También existe una fuerte relación y prevalencia del hipotiroidismo clínico de grado I en pacientes femeninas con enfermedad afectiva bipolar de ciclo rápido. Esto ha llevado a algunos a tratar esta forma específica de enfermedad bipolar con dosis hipermetabólicas de terapia de reemplazo de T4.

Estudios recientes sugieren que las hormonas tiroideas tienen un efecto directo e importante sobre la función cerebral madura. Pequeños cambios en los niveles de hormona tiroidea, dentro del rango normal, pueden tener efectos significativos sobre la función tiroidea cerebral. Esto puede manifestarse como alteraciones en el estado de ánimo, el comportamiento y la cognición.

Existen varias hipótesis sobre el papel de las hormonas tiroideas en la etiología de la enfermedad afectiva. Uno de los más destacados es: que la depresión es un estado de hipertiroidismo relativo y que el estado de depresión está asociado con aumentos relativos en los niveles circulantes de T4 (tiroxina).

También se requieren disminuciones en la T4 circulante para la respuesta antidepresiva. En otras palabras, los incrementos relativos de T4 en la depresión se interpretan como una respuesta compensatoria por parte de la tiroides para restablecer y mantener la homeostasis afectiva.
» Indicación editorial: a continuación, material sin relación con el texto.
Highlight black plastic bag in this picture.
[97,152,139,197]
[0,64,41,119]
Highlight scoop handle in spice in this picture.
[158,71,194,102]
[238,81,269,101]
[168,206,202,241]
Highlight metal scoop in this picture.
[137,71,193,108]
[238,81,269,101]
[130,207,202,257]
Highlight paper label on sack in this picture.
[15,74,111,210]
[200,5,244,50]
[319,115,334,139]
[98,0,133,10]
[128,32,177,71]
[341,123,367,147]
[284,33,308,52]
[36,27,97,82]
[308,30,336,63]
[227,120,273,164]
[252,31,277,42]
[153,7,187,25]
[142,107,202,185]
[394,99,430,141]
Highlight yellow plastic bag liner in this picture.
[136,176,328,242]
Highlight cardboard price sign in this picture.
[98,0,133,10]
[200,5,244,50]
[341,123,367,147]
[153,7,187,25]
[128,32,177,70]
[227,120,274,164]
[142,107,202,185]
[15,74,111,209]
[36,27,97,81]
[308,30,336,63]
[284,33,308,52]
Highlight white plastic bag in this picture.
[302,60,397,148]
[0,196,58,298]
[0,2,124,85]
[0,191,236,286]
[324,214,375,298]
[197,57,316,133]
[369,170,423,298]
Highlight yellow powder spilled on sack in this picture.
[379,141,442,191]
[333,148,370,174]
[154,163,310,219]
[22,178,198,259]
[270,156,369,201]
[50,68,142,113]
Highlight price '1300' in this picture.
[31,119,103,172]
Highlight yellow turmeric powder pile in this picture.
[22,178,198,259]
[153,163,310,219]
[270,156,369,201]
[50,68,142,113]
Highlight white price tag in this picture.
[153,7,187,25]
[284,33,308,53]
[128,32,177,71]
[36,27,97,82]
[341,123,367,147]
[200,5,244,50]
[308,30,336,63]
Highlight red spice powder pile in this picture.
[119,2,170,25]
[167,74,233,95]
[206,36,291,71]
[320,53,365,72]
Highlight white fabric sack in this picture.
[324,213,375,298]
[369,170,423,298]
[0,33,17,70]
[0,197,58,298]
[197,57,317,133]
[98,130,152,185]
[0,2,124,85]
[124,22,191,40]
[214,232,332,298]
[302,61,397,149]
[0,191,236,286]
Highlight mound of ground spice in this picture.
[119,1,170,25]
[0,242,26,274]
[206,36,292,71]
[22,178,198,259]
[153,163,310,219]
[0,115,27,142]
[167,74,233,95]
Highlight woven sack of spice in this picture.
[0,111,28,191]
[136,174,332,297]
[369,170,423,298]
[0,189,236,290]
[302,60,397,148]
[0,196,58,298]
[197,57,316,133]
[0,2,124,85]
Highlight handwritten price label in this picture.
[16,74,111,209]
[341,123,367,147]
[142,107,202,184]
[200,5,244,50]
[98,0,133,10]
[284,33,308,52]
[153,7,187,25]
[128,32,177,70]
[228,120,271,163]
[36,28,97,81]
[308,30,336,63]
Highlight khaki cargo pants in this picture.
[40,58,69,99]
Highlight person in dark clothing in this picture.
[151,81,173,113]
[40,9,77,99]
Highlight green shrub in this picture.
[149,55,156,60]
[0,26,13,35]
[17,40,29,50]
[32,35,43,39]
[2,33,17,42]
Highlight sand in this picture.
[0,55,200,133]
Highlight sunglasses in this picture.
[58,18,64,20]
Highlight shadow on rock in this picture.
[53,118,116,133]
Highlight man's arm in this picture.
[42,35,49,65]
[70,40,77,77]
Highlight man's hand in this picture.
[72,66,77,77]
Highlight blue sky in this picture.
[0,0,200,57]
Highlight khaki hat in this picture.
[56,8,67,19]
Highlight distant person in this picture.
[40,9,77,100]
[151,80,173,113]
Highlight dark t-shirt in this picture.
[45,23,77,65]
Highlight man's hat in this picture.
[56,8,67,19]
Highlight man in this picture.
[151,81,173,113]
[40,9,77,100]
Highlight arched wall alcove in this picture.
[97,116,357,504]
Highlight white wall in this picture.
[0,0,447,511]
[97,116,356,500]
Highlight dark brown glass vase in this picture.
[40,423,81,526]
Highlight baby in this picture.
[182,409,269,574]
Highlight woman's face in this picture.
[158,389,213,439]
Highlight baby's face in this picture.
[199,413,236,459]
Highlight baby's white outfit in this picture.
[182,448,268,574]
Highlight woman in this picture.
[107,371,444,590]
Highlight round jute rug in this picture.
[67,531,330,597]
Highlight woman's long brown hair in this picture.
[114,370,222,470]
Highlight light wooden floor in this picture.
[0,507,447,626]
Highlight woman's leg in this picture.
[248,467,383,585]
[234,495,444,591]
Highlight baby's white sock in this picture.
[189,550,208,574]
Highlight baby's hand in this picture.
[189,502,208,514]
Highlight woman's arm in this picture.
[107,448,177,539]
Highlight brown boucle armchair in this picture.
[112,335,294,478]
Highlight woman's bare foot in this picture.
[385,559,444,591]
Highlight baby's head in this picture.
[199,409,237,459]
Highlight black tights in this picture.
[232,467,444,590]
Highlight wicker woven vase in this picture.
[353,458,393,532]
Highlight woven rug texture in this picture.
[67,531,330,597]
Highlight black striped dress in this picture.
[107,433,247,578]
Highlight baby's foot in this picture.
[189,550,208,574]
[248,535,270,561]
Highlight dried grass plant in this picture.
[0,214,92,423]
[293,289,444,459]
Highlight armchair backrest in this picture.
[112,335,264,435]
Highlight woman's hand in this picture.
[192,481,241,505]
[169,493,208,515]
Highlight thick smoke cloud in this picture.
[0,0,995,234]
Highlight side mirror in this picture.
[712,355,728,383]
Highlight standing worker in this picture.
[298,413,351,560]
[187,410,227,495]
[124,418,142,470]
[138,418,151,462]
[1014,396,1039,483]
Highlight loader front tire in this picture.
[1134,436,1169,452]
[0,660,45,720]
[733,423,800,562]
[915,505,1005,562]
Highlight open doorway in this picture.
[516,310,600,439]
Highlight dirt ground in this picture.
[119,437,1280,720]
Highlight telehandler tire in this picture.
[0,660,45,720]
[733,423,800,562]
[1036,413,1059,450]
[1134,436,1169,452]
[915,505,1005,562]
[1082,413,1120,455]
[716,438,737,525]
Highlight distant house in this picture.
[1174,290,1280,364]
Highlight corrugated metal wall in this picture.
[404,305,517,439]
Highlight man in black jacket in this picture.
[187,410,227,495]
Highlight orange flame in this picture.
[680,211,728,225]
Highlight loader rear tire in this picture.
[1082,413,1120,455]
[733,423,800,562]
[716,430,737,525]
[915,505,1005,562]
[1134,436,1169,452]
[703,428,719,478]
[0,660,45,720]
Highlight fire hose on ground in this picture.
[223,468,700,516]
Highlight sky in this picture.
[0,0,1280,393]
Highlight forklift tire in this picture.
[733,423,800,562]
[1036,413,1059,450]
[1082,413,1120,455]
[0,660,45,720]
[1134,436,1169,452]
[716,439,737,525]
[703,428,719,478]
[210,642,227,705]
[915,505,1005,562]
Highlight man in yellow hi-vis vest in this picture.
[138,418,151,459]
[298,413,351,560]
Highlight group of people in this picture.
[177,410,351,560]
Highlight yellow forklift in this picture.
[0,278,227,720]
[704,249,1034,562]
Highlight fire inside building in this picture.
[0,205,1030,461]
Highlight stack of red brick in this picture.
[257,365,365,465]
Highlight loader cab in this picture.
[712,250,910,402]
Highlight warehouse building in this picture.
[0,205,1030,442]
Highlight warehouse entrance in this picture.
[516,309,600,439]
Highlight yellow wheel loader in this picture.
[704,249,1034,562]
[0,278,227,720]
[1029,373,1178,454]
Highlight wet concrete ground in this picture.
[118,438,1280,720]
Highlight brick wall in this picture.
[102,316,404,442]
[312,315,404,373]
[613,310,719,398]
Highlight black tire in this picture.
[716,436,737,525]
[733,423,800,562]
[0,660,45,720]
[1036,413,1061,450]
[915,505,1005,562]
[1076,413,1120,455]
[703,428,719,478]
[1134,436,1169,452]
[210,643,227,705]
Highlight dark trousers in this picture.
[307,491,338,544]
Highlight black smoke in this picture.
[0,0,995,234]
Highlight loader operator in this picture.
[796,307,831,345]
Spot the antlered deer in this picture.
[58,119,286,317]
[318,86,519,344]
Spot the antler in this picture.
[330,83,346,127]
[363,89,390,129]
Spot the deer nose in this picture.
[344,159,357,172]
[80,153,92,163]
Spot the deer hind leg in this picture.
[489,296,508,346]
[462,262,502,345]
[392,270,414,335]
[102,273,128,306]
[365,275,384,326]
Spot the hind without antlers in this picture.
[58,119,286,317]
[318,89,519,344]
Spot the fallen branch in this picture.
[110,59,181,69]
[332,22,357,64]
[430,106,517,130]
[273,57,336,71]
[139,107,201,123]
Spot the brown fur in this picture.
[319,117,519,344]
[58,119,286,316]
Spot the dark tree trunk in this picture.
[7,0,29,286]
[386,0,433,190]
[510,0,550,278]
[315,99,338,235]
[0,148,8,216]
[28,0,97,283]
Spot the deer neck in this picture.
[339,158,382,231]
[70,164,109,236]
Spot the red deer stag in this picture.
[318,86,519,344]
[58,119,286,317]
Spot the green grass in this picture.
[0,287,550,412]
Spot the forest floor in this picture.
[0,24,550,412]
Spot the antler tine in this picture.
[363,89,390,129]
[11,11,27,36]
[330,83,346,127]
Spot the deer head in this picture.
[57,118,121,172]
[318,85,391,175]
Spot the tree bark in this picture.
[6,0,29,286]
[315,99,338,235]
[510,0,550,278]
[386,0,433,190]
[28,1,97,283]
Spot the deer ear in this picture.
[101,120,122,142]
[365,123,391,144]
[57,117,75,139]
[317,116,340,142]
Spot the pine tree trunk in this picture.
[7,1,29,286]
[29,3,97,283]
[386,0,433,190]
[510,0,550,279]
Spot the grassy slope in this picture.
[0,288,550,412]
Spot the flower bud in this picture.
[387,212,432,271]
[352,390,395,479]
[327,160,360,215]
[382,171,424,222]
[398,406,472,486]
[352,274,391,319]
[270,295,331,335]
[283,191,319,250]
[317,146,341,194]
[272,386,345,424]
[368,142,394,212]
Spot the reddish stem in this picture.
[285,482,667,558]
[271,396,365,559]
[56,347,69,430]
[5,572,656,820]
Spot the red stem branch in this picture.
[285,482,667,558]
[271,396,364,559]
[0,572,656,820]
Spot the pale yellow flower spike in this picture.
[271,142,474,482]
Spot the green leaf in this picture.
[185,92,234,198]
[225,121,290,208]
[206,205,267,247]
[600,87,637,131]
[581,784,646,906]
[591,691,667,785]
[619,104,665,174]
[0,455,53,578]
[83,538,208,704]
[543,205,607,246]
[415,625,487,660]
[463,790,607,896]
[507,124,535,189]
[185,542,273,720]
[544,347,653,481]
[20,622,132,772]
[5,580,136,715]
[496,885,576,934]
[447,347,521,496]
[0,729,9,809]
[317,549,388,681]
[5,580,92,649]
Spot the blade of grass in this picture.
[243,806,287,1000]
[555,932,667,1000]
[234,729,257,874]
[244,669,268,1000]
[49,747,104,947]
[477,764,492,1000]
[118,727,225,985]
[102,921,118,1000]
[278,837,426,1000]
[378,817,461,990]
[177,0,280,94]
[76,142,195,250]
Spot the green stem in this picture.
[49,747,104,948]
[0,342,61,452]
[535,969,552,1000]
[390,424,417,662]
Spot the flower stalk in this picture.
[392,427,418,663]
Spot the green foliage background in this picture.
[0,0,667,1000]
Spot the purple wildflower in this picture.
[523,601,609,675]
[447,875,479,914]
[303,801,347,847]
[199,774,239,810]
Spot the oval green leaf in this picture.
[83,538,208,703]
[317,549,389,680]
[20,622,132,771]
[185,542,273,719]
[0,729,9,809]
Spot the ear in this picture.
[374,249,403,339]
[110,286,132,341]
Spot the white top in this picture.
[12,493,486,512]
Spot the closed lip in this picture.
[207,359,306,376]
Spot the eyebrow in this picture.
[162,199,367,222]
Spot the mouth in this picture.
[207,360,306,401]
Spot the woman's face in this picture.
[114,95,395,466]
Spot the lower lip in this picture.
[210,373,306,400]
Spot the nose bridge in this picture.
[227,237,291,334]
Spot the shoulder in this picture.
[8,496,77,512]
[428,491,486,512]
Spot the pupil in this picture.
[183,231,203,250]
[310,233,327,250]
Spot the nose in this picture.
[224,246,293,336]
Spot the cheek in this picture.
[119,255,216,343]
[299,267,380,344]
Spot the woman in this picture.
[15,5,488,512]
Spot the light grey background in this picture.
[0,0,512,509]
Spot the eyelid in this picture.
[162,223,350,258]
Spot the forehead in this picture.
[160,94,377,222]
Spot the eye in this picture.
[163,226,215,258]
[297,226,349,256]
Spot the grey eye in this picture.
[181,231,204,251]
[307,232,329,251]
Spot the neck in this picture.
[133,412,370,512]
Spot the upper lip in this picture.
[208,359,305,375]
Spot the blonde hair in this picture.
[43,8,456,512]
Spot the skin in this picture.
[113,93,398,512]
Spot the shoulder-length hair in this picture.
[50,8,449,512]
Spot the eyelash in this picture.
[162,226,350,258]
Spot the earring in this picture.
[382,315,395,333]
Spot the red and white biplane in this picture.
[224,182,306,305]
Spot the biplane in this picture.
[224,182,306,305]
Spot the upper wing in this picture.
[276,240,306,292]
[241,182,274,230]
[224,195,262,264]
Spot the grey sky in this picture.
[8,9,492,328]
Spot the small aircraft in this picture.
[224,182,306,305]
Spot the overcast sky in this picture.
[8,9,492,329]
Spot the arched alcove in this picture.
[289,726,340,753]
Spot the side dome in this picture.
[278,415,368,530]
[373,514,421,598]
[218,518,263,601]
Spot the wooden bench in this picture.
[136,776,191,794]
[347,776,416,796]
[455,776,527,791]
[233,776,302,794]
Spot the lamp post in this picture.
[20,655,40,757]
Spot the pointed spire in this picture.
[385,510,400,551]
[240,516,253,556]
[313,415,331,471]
Por tanto, las hormonas tiroideas se movilizan durante la fase depresiva para permitir la normalización del estado de ánimo deprimido. La creencia generalizada es que la disminución de las hormonas tiroideas aumenta la vulnerabilidad a la depresión, mientras que los aumentos de la hormona tiroidea promueven la recuperación de la depresión.

La aparición de ansiedad como síntoma de hipertiroidismo es bien conocida. En un estudio, se realizó un seguimiento prospectivo de 29 pacientes y se encontró que 23 de ellos fueron diagnosticados con trastorno de ansiedad generalizada y / o trastorno de pánico.

En 21 de los 23, encontraron que la ansiedad se resolvió por completo con la terapia antitiroidea anterior. Este estudio sugiere fuertemente que los trastornos de ansiedad están lejos de ser raros en la práctica clínica de endocrinología y que la disfunción tiroidea puede ser directamente responsable de la aparición de la sintomatología ansiosa.

Hay varios informes sobre la aparición de ataques de pánico con o sin agarofobia en pacientes con hipertiroidismo. Sería prudente descartar enfermedad tiroidea en pacientes que presenten trastornos de ansiedad.

Aunque las consideraciones del mecanismo deben seguir siendo especulativas, está claro que las enfermedades de la tiroides se presentan con frecuencia con sintomatología psiquiátrica. El reconocimiento de tales características es importante, no solo para un diagnóstico correcto, sino también para la intervención temprana en aquellas presentaciones en las que los cambios en el estado de ánimo y la actividad mental son anteriores a los cambios graves en la función tiroidea.

Aunque no se ha delineado un perfil de comportamiento específico, la previsibilidad del cambio de comportamiento en la enfermedad de la tiroides respalda la opinión de que tales estados pueden representar el mejor modelo natural para la investigación de la biología del estado de ánimo, la ansiedad y la actividad mental.